As an avid reader of science fiction, I've often been exposed to futuristic stories where everyone gets news by cyberspace, or "interlink," or "the net," or some such electronic geegaw. Over the years, I've noticed it in fiction, but newspapers seem to have kept on coming. I frankly don't know how I'd handle my daily 30-minute elliptical run without a trusty USA Today to pass the time.

But lately, and I mean just in the last few weeks, I'm noticing what may be the death of newspapers.

--Here in Atlanta, the Journal-Constitution is exceedingly thin. Fry's ads that used to run every day on the back of the sports section are suddenly running only a couple of times a week. Just today the paper announced that the entire business section was being folded into their general news section in a few weeks. The entire daily paper is down to 40 pages or so.

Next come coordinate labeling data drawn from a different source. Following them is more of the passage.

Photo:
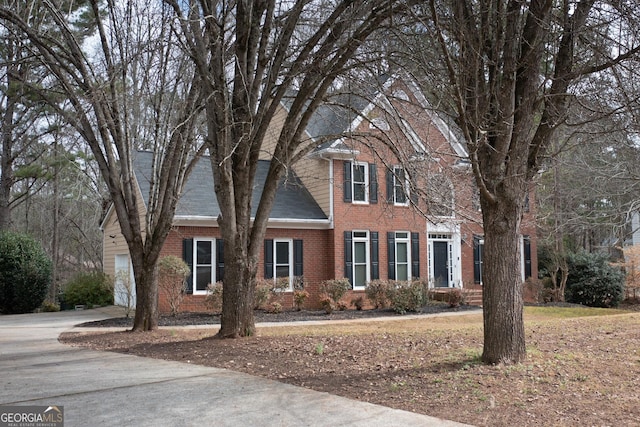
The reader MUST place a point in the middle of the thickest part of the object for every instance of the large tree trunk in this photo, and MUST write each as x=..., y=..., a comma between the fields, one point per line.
x=238, y=292
x=504, y=339
x=146, y=274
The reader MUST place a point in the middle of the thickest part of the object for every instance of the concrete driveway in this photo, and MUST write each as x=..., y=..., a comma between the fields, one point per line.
x=109, y=389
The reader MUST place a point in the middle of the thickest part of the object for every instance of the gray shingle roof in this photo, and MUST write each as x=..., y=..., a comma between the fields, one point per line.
x=293, y=200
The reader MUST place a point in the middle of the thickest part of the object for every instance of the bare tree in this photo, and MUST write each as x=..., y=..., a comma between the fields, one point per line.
x=253, y=57
x=131, y=89
x=509, y=71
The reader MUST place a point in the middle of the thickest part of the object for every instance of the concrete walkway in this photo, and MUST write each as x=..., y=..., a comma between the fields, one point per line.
x=110, y=389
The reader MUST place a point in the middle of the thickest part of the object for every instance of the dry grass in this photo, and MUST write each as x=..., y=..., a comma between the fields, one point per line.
x=582, y=366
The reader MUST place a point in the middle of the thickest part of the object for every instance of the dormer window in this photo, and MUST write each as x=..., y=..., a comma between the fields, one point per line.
x=379, y=123
x=360, y=182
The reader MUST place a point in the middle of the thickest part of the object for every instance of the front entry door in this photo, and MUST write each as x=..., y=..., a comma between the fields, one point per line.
x=441, y=264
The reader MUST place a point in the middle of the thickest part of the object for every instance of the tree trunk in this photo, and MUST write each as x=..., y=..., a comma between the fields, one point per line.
x=146, y=274
x=238, y=292
x=504, y=340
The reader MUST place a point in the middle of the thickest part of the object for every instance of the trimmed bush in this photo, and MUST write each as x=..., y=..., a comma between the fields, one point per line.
x=25, y=273
x=336, y=289
x=172, y=273
x=92, y=289
x=378, y=293
x=407, y=296
x=593, y=282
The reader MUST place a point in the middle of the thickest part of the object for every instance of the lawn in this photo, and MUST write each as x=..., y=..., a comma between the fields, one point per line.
x=582, y=367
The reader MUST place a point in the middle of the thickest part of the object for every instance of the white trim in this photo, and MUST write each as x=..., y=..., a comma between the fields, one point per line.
x=451, y=232
x=194, y=274
x=289, y=242
x=366, y=183
x=367, y=241
x=298, y=224
x=406, y=186
x=407, y=241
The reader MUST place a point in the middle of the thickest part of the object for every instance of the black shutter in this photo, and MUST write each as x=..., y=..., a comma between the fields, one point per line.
x=347, y=182
x=219, y=260
x=375, y=265
x=477, y=260
x=297, y=258
x=348, y=256
x=415, y=255
x=526, y=240
x=268, y=258
x=373, y=183
x=391, y=255
x=187, y=256
x=413, y=195
x=390, y=189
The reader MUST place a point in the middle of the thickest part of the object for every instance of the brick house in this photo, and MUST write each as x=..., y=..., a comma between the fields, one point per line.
x=347, y=209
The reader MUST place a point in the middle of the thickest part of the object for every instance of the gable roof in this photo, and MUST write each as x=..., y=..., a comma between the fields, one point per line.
x=293, y=201
x=348, y=110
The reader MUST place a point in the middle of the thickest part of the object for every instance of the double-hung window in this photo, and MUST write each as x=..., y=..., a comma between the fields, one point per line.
x=205, y=259
x=397, y=186
x=360, y=183
x=283, y=259
x=400, y=187
x=361, y=257
x=403, y=255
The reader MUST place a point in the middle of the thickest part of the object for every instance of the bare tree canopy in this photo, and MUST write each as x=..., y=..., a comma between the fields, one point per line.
x=253, y=57
x=130, y=89
x=508, y=71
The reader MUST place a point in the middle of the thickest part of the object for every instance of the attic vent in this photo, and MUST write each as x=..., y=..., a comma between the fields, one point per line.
x=379, y=123
x=400, y=94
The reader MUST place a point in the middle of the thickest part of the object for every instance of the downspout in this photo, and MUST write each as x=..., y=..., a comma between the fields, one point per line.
x=331, y=191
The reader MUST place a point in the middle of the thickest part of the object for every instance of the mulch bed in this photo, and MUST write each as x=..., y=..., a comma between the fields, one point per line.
x=261, y=316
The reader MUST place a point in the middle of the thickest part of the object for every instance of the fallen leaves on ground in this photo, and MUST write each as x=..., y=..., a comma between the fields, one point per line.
x=578, y=372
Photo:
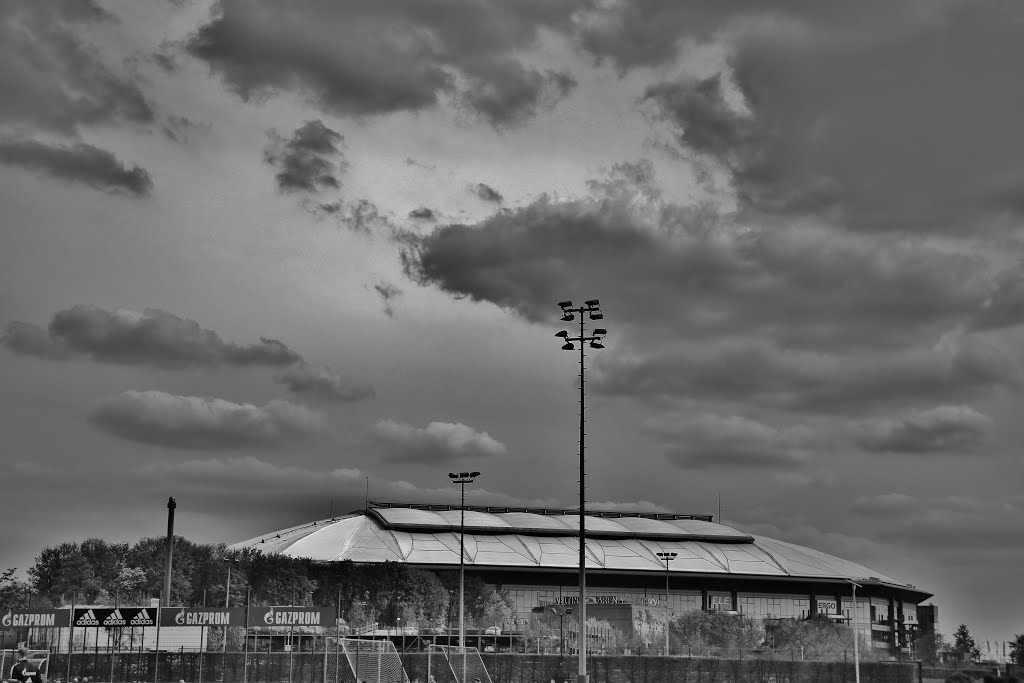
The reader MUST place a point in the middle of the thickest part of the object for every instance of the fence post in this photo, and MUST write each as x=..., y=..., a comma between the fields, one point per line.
x=245, y=650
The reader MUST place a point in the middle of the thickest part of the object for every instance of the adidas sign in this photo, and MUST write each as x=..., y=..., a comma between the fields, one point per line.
x=88, y=619
x=142, y=617
x=115, y=619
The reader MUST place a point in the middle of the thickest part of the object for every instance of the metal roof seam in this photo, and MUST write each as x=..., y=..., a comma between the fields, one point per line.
x=714, y=557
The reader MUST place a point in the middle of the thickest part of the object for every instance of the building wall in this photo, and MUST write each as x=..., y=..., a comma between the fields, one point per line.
x=878, y=631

--Of course back home in Denver, the Rocky Mountain News is in danger of imploding and going dark.

--I've seen other stories about some papers (Detroit) stopping home delivery and going to a M-W-F scheme.

--And no matter what paper I see, I'm noticing far more Associated Press stories and far fewer local-author stories.

I fear that this recession is finally doing what years of sci-fi has predicted, for different reasons: The true death of the major daily local newspaper.

Yes, you can get all the news you want on the web.

No, it's in no way the same experience.

1 comment:

  1. Yes, because there are two places that net/news is not useful: on the throne and in a waiting room; definitely do not want to be taking your laptop into a stall of an airport bathroom.